Verfasst von: Frank | 21. April 2010

Spiegel online tickt

Ticker sind für Medien ja unerlässlich. Sie helfen, die (Agentur-)Nachrichten zu verfolgen und ihre Produkte zu verfolgen. Seit einiger Zeit sind diese internen Werkzeuge nun auch für jedermann nutzbar – nämlich seit die Internetportale so einen Zulauf haben. Welt.de und Spiegel online nutzen sie sehr gerne.
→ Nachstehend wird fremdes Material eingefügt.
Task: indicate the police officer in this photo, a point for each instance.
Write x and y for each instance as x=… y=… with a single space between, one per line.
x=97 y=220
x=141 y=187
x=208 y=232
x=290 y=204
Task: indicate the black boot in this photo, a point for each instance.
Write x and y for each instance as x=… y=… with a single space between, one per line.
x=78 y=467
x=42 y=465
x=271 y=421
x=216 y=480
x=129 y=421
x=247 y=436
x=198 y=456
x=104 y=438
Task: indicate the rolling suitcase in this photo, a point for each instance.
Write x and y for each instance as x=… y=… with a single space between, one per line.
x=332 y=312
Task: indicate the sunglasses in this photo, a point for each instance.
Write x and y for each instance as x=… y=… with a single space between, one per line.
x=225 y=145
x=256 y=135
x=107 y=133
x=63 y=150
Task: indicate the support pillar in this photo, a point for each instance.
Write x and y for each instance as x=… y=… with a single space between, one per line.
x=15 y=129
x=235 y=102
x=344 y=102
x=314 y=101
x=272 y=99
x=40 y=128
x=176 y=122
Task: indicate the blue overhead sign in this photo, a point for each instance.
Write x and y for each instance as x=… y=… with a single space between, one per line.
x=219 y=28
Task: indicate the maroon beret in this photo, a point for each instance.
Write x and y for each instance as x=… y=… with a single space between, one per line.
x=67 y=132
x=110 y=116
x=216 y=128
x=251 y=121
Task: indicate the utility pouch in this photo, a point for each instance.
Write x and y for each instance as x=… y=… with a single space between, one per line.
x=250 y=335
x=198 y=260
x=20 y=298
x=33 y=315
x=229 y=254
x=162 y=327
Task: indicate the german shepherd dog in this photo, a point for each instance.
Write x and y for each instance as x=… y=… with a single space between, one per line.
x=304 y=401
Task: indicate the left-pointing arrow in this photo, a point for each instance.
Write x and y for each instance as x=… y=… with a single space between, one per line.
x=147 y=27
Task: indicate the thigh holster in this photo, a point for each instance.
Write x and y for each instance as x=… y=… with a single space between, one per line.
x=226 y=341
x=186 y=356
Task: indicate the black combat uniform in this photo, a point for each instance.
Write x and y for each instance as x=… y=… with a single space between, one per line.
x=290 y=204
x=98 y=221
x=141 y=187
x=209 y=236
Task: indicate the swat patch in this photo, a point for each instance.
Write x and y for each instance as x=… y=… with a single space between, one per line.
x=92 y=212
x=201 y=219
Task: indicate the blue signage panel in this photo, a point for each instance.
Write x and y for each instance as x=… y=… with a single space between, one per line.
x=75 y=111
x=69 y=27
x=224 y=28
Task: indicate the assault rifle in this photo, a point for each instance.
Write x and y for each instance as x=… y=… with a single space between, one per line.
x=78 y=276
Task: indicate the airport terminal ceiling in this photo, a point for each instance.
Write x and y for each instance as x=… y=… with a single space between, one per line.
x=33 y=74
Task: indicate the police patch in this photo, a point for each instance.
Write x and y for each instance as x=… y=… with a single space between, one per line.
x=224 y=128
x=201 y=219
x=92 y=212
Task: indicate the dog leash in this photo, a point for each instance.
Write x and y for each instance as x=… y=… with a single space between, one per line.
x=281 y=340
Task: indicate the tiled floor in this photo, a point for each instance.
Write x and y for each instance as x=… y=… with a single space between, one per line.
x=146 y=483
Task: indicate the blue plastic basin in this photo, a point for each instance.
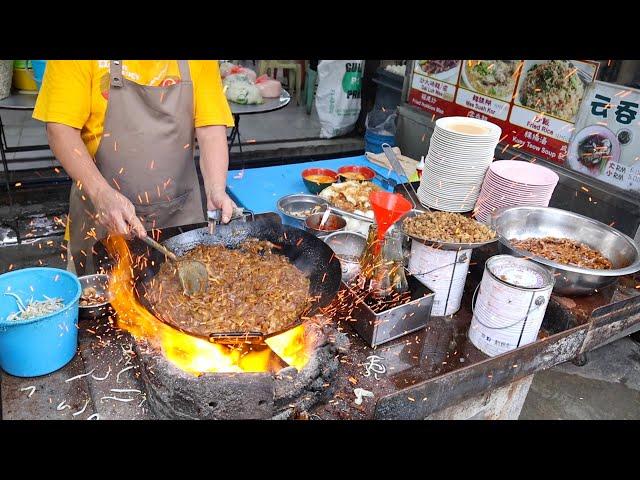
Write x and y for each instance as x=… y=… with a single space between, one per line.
x=29 y=348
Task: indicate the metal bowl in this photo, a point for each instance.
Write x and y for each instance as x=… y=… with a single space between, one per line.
x=349 y=248
x=334 y=223
x=537 y=222
x=300 y=204
x=101 y=283
x=441 y=245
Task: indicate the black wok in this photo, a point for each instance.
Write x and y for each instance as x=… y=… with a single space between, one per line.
x=308 y=253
Was ja auch sinnvoll sein kann. Bei Fußballspielen zum Beispiel. Oder bei wichtigen politischen Ereignissen. Ja manchmal sogar beim Boulevard. Nicht aber zum Flugverbot, wie zurzeit beim Spiegel zu besichtigen.

Der Spiegel tickt zur Flughafenöffnung.

Tickt der Spiegel richtig?

Da wird öffentlich gemeldet, ob ein Flughafen zurzeit Betrieb hat oder nicht.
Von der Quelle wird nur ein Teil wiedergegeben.